Pablo G. del Amo, montador de cine
Pablo González del Amo ha fallecido en Madrid los 77 años. El cine español pierde con él a un montador histórico. Por su moviola han desfilado las películas de grandes cineastas, desde Carlos Saura, con quien a partir de La caza estableció una relación profesional rara vez interrumpida, hasta el más reciente David Trueba. Pablo del Amo trabajó con casi todos: Víctor Erice, Fernán-Gómez, Aranda, Armendáriz, Gutiérrez Aragón, Miguel Picazo, García Sánchez, Basilio M. Patino, Summers, Regueiro, Chávarri, Eloy de la Iglesia, Josefina Molina, Camus, Bigas Luna, Angelino Fons, Gerardo Vera, Pilar Miró, Boráu, Gonzalo Suárez, Ricardo Franco... Raro ha sido el director que alguna vez no haya querido entregarle su película para que las imágenes adquirieran entre sus manos el tempo justo, la cadencia adecuada, la medida exacta, la pátina.
Pablo se llamaba así en homenaje a Pablo Iglesias; su padre fue un hombre combativo, a quien admiró desde niño, en aquellos días de guerra en el popular barrio de Cuatro Caminos. Heredó de él sentido de la justicia social y un estricto respeto por la disciplina. Como montador cinematográfico, Pablo del Amo se convirtió en una leyenda que tuvo su germen en la cárcel. Pasó cinco años en varios penales por pertenecer al Partido Comunista, al que se había afiliado a los 17 años. Allí coincidió con Ricardo Muñoz Suay, un buen amigo que le prestaba libros y con el que hablaba de cine: fue el encuentro que sembró la semilla. Así pues, estudió las teorías del montaje cinematográfico entre rejas, circunstancia mítica que casaba su imagen de compañero curtido con la de hombre sensible. Adquirió fama de objetividad y desapasionamiento ante las películas, y de colocar a los directores fríamente ante la realidad de su trabajo. A algunos les impulsó a rodar de nuevo secuencias, y convenció a otros de que suprimieran las que no eran fundamentales en la narración. "No contéis nunca más de lo que es necesario", aconsejaba. En 1983 recibió el Premio Nacional de Cinematografía, que no se ha vuelto a entregar a otro montador.
Trabajando para un documental, aún inacabado, sobre la vida de Pablo del Amo, él prefería recordar lo bueno ("si tuviera que elegir sólo dos películas, éstas serían La caza y El espíritu de la colmena"), reencontrarse con grandes amigos y con ciertos lugares: la entonces desvencijada casa de la sierra madrileña donde solía reunirse con otros resistentes al franquismo, la que Manuel Vicent ha glosado en Jardín de Villa Valeria, espejo de una generación disconforme. Le gustaba a Pablo saber de las entrevistas para dicho documental que se iban haciendo a los directores con los que había trabajado, e imponía nombres y lugares de rodaje con una autoridad que no parecía corresponder a un cuerpo y una voz, ya vencidos por la enfermedad. Tuvo fama de mal carácter. Hasta se cuenta que llegó a tirar una lata de película a la cabeza de un director, por torpe. García Sánchez, que ha montado con él casi toda su obra, observó que aquellos ataques de ira se producían cuando alguien cerraba la puerta de la sala de montaje: entonces era como si Pablo se volviera a sentir encerrado en la celda... Precisamente con dos películas de García Sánchez, Divinas palabras y Tirano Banderas, obtuvo Pablo del Amo sendos premios Goya; el tercero, por ¡Ay, Carmela!, de Saura.
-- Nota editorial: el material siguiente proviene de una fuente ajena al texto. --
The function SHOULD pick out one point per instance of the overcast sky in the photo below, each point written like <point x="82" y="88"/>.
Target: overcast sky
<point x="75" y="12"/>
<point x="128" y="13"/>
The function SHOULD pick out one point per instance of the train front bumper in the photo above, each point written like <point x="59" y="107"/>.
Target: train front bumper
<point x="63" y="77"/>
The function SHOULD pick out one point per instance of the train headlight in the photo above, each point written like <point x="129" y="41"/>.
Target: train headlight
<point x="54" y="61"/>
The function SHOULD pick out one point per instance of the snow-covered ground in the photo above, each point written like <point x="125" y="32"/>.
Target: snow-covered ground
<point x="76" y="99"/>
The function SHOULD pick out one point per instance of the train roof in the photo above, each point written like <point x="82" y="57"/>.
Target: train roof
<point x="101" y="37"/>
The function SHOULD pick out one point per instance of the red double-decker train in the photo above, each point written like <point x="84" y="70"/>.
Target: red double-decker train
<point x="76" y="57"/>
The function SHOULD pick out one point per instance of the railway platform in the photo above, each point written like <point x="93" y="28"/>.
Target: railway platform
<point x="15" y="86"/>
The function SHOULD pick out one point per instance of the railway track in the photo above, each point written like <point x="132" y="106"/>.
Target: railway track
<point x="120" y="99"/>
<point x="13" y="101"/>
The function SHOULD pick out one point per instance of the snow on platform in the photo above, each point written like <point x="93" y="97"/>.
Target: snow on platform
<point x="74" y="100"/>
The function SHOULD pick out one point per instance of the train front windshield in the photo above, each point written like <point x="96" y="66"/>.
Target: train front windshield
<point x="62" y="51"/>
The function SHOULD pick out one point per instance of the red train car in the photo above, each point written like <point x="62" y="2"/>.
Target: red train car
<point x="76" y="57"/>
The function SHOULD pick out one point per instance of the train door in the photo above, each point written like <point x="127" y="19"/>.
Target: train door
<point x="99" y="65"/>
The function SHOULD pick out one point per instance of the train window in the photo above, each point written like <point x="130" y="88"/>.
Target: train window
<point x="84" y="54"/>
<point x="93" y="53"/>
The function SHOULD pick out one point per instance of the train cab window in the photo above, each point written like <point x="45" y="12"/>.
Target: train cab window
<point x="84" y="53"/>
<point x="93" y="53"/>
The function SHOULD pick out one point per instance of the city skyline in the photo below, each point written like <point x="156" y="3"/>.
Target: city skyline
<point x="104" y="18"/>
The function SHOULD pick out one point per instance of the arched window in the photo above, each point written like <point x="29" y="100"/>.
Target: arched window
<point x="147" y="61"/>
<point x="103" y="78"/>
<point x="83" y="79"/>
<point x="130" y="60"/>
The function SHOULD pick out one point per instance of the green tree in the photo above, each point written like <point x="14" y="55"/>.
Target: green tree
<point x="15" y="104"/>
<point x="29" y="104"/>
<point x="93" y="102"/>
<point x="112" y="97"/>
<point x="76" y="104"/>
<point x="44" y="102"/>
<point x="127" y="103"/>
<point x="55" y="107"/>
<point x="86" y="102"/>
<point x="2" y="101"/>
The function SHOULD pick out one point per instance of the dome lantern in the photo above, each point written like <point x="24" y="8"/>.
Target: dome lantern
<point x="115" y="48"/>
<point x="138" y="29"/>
Sobre este documental quería saberlo todo, quién estaba, quién iba a estar, quién se negaba a aparecer. Sabía, y lo decía, que no iba a verlo terminado. Preguntaba con delicadeza qué habían comentado. Era fácil decírselo porque todos le estaban agradecidos por su paciencia, afabilidad y lealtad: su divisa era haber estado al servicio del director, aunque fuera el productor quien le pagara. Todos los realizadores aprendieron algo de él, lo dicen, y muchas veces se quedaron fascinados ante las mil historias que contaba de su vida. Pablo era un gran hablador, de memoria asombrosa. Bastaba citarle cualquiera de las doscientas películas en las que había trabajado para que comenzara a desgranar recuerdos de su montaje con deleite y precisión, como si también los guardara en una película, incluso los de aquellas que montó en Portugal donde se exilió durante unos años, allá en los cincuenta. Fue precisamente a su regreso de Portugal, mientras montaba una película de Sarita Montiel, cuando conoció al productor Elías Querejeta, con quien desde entonces trabajó, entusiasmado con la idea de contribuir a un cine moderno y comprometido... Muchas películas a lo largo de su vida, no todas buenas, pero siempre con insobornable honradez. Un tipo legal.